To understand this genetic heterogeneity, we calculated the Fst [33] to measure the population differences between different global populations using the selected variations and to have insights into the evolutionary processes that influence the structure of genetic variation within and among studied populations. The results were in coherence with the previous studies on different phenotypes [30, 31]. The cluster formed by South Asian populations is entirely different than European, East Asians and Admixed Americans, signifying the difference in South Asian population groups could be an outcome of ancient admixture, or differences in effect allele frequencies among the studied population could be an outcome of a founder effect, or distribution of variants is the combined effect of both admixture and founder effects [34]. We performed functional annotation of variants and identified rs9311745 as having a relatively high CADD_PHRED score of 7.91 (Supplementary Table 3).
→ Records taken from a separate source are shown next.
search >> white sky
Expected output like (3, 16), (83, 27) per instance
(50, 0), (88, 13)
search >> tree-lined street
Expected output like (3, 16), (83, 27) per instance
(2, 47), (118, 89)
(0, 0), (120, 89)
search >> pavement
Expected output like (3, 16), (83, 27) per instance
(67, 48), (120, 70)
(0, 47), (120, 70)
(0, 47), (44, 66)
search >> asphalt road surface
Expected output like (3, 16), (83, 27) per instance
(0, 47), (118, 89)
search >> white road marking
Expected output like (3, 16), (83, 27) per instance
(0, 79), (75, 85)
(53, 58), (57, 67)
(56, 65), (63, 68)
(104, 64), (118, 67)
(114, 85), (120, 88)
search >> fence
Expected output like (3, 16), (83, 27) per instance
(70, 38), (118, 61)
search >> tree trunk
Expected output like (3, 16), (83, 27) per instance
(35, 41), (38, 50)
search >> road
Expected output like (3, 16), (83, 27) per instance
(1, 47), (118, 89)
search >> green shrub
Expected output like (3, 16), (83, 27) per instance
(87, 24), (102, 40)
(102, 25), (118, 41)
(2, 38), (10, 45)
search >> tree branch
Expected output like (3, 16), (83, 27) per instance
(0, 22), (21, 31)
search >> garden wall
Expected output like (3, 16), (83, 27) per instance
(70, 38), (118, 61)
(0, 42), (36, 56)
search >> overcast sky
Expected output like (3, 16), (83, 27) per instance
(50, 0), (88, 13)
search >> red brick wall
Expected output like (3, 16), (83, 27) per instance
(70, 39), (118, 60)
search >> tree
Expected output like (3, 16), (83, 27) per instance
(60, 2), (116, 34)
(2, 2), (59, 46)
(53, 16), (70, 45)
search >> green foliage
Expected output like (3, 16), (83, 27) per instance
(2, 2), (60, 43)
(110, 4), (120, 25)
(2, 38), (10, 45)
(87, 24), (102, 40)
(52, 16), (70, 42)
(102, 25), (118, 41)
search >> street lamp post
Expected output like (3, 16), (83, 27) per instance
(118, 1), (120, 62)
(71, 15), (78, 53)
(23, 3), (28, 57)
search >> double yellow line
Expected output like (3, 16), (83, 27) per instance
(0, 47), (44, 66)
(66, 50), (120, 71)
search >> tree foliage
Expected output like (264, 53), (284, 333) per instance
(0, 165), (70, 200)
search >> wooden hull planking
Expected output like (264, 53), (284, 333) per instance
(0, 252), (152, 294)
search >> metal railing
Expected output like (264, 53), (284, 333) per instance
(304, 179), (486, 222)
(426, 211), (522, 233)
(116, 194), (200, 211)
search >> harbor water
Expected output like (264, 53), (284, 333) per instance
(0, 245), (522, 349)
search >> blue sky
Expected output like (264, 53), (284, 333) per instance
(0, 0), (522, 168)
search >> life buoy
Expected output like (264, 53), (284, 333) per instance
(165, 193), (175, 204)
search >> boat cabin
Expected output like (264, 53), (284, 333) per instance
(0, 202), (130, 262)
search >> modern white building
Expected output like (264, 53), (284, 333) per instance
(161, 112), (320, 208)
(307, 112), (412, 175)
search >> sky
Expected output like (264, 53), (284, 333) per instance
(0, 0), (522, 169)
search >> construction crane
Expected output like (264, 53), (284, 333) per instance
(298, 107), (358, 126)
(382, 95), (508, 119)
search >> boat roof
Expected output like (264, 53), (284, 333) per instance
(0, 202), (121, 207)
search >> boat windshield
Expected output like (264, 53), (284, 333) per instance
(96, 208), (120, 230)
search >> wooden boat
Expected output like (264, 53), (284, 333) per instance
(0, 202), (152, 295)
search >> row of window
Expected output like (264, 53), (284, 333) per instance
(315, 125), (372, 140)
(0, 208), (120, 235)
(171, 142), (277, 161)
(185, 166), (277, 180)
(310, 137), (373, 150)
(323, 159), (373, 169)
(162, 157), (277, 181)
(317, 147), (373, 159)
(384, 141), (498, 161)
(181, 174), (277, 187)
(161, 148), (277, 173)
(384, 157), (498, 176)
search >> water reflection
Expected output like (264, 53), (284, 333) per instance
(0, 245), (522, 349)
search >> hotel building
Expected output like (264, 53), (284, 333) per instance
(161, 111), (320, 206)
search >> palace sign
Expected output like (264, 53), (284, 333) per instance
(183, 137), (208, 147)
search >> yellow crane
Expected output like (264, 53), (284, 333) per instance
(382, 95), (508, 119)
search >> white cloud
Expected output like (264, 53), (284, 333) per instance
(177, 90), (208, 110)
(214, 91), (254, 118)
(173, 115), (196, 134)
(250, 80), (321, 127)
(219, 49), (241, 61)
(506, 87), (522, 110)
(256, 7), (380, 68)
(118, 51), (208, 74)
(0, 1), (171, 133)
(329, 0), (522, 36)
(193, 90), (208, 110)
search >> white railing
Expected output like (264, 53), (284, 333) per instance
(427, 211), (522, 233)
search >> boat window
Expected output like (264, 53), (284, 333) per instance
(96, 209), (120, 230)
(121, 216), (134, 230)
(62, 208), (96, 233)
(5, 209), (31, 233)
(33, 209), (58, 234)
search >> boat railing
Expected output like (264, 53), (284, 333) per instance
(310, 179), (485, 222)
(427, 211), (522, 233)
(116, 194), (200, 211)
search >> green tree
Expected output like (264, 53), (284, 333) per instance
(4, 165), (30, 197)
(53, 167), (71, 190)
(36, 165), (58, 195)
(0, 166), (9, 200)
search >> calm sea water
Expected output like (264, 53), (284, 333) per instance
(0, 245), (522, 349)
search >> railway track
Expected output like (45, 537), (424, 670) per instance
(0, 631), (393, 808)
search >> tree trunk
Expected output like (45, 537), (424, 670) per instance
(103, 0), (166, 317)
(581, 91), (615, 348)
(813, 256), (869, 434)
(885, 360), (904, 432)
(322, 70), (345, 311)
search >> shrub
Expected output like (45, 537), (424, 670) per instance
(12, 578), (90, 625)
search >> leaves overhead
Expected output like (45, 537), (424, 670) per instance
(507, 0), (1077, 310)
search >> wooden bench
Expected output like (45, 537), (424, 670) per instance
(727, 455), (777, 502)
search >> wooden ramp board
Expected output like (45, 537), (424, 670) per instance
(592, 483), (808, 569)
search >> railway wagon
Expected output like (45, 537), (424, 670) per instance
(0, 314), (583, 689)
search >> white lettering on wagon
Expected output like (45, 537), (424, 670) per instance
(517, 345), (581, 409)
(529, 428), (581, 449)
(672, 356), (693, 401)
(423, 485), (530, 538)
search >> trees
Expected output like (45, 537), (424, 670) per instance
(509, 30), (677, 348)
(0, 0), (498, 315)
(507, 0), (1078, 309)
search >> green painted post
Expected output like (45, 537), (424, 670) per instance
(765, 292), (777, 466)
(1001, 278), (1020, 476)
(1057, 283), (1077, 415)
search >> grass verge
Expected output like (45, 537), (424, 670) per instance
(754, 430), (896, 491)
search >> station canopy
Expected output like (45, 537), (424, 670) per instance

The results of the present study emphasise a dire need to conduct the genome-wide association of DC in Indians or South Asians. Additionally, it is pertinent to validate the established variations of DC in South Asians and other population groups. Apart from SAS, the present study observed the genetic distinction between PEL than other AA population groups and CHB than other EAS. The results from the present study highlight that the genetics of DC goes beyond simplistic categories like “Western” or “Eastern” populations. It highlights the need for detailed analysis of allele frequencies and DC genomic patterns in specific groups, such as SAS, AA, and EAS indigenous populations, instead of relying on broad and inaccurate racial stereotypes. While the present study provides insights into the genetic landscape of DC as one trait, we recognise certain areas that warrant future research and acknowledge inherent limitations. Future investigations could benefit from more targeted and refined sub-phenotyping to better delineate genetic associations specific to primary and permanent dentition and its age-specific influences on DC.

Further, clinicians DC can benefit significantly from an awareness of genetic contributions to DC as a foundation for host susceptibility. They may be able to explain to patients that certain types of caries are more strongly connected with genetic risk, explaining to the patient and the dental practitioner why identical behavioural risks, like individuals with the same eating habits, etc., have varying caries risk.